Mais les faits sont là : les constructeurs chinois sortent aujourd'hui un nouveau modèle en 18 à 24 mois alors que leurs homologues japonais ou européens en ont besoin du double, parfois du triple. L'écart en coût est considérable et il continue de se creuser.
Machine arrière
Soichiro Honda avait une conviction simple : donnez leur liberté aux ingénieurs et ils feront des choses que personne d'autre n'aurait imaginées. Ça avait donné Honda R&D en 1960. Et ça avait fonctionné.
Mais il y a aujourd’hui une cruelle ironie dans la position de Toshihiro Mibe : l'homme qui a démantelé la culture technique de Honda (il avait intégré la R&D dans la structure mère en 2020 pour des raisons de coûts) est aujourd'hui celui qui doit la rebâtir. Car ce qu'il a vu à Shanghai, c'est exactement l'inverse de ce que Honda a toujours été. Une usine sans ingénieurs, sans débats techniques, sans cette friction créatrice que Soichiro Honda avait mise au cœur de sa philosophie. Juste des robots, du silence, et une efficacité qui donne le vertige.
Les Européens commencent eux aussi à comprendre (il est temps) et certains ont même décidé d'apprendre directement à la source. La nouvelle Twingo électrique de Renault a été développée en 21 mois en confiant l'essentiel de l'ingénierie à un centre chinois situé à... Shanghai.
Le monde d'après ?
En 2025, la Chine a installé 300.000 robots industriels. C’est plus que partout ailleurs dans le monde. BYD, qui avait dépassé Tesla pour devenir le premier vendeur mondial de véhicules électriques en 2025, a livré 4,6 millions d'unités cette même année et il a dans le même temps supprimé 100.000 postes. Pas parce que les ventes chutaient, mais parce que les machines avaient pris le relais.

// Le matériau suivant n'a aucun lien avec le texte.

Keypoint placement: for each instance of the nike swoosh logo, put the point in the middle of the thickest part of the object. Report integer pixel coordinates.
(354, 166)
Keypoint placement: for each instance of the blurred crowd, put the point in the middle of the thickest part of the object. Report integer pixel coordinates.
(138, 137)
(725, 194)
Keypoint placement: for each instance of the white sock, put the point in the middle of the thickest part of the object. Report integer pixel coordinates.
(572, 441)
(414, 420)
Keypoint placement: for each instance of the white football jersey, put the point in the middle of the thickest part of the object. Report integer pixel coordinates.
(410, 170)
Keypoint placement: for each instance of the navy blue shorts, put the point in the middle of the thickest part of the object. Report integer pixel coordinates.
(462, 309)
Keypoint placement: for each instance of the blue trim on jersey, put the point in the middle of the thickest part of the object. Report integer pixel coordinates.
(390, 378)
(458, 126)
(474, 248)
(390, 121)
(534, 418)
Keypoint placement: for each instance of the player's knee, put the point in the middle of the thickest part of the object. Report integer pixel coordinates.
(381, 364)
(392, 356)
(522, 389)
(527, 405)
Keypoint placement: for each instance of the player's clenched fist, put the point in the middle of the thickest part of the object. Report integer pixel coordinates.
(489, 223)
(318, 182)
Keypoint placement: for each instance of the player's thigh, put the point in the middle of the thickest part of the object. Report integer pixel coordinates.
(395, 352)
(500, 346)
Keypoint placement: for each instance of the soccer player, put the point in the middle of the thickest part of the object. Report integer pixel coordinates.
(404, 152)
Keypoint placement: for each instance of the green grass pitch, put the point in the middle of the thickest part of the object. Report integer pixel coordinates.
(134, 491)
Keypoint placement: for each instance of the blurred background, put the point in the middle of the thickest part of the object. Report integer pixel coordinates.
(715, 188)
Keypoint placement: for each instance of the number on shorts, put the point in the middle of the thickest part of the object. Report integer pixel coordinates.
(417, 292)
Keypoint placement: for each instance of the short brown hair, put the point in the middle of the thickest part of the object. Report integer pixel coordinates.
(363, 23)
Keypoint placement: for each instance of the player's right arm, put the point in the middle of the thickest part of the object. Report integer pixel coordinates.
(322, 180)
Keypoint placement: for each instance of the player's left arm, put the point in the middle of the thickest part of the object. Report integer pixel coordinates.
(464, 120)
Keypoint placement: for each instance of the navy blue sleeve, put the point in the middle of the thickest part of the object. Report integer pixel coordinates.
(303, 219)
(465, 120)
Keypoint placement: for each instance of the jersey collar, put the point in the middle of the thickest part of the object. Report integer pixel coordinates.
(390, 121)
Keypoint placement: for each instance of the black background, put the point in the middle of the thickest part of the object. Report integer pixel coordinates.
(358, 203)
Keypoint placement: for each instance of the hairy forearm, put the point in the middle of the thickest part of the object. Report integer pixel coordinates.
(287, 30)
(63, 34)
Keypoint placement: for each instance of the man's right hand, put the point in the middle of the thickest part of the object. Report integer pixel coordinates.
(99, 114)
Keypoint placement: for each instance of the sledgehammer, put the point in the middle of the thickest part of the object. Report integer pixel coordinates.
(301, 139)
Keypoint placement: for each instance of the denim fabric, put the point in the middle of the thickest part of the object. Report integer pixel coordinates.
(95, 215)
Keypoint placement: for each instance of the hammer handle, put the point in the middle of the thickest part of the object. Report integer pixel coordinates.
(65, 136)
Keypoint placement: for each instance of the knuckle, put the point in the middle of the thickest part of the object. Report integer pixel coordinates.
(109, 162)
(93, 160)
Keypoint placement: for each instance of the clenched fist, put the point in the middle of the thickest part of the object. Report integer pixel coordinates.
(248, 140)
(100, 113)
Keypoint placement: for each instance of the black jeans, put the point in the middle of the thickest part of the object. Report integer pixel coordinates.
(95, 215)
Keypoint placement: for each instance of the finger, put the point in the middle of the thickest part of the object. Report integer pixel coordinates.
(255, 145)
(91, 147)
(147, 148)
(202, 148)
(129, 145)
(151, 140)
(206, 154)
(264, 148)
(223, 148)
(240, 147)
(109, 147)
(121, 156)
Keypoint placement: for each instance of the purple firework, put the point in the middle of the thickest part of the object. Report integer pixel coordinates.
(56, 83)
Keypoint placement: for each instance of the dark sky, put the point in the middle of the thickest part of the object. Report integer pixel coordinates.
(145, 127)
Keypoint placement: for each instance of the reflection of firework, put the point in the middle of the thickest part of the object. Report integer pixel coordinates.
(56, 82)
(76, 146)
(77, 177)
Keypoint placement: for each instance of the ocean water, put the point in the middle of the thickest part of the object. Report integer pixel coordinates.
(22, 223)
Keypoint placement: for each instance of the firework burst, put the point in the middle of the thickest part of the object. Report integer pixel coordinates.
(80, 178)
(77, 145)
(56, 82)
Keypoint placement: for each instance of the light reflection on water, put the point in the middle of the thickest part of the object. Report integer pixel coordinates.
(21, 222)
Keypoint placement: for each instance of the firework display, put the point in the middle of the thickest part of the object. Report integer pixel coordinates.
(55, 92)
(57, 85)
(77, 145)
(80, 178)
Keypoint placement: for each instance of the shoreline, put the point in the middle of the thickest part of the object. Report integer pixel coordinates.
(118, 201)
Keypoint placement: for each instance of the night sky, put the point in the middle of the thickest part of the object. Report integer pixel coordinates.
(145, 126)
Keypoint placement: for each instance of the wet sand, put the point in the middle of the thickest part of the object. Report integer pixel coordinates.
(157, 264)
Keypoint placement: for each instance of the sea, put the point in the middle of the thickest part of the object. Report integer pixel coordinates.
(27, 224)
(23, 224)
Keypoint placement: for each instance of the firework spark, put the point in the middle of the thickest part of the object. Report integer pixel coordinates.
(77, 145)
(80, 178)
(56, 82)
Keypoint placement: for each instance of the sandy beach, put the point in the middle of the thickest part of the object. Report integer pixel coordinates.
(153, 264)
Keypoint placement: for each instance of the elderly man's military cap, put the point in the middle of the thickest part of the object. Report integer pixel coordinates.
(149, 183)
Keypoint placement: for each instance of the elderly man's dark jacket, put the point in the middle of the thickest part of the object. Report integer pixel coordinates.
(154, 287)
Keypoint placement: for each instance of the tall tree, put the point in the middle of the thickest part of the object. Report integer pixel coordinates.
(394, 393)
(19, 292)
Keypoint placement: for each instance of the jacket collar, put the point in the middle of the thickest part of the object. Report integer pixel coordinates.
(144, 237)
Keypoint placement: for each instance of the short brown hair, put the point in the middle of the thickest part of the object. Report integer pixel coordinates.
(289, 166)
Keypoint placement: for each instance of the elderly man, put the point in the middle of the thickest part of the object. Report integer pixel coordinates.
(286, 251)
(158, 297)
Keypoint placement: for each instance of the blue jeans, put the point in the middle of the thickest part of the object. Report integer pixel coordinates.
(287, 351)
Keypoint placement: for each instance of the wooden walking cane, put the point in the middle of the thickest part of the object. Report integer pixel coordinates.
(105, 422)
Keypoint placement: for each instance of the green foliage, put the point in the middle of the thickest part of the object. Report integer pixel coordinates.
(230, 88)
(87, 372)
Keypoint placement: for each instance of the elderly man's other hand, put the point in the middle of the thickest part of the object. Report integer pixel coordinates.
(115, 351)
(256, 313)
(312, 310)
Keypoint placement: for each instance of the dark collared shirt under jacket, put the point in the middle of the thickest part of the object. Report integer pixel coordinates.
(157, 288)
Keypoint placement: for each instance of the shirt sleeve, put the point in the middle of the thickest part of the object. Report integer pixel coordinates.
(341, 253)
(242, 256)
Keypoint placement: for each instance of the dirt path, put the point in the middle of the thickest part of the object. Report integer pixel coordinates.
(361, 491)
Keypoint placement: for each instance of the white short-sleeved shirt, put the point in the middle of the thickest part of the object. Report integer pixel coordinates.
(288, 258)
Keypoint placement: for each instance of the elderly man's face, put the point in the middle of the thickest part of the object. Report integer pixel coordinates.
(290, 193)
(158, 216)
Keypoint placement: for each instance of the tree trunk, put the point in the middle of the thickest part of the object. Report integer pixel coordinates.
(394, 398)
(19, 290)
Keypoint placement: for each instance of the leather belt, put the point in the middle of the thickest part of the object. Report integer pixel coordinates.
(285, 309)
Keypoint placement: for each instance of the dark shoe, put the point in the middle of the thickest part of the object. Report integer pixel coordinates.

Ce modèle constitue la nouvelle norme. Et elle ne concerne pas que Honda. La Chine ne cherche plus à rattraper les standards de l'industrie, elle en a fixé de nouveaux. Est-ce perdu pour autant ? Toshihiro Mibe est clair : « À moins que les choses ne changent, ils pourraient nous mettre sur la paille. » Ce qui signifie qu’un espoir subsiste. Les autres constructeurs doivent choisir : s'adapter ou disparaître. Si seulement c'était aussi simple… Mais quid des ouvriers dans tout ça ? Bonne question. Personne n'a encore vraiment la réponse.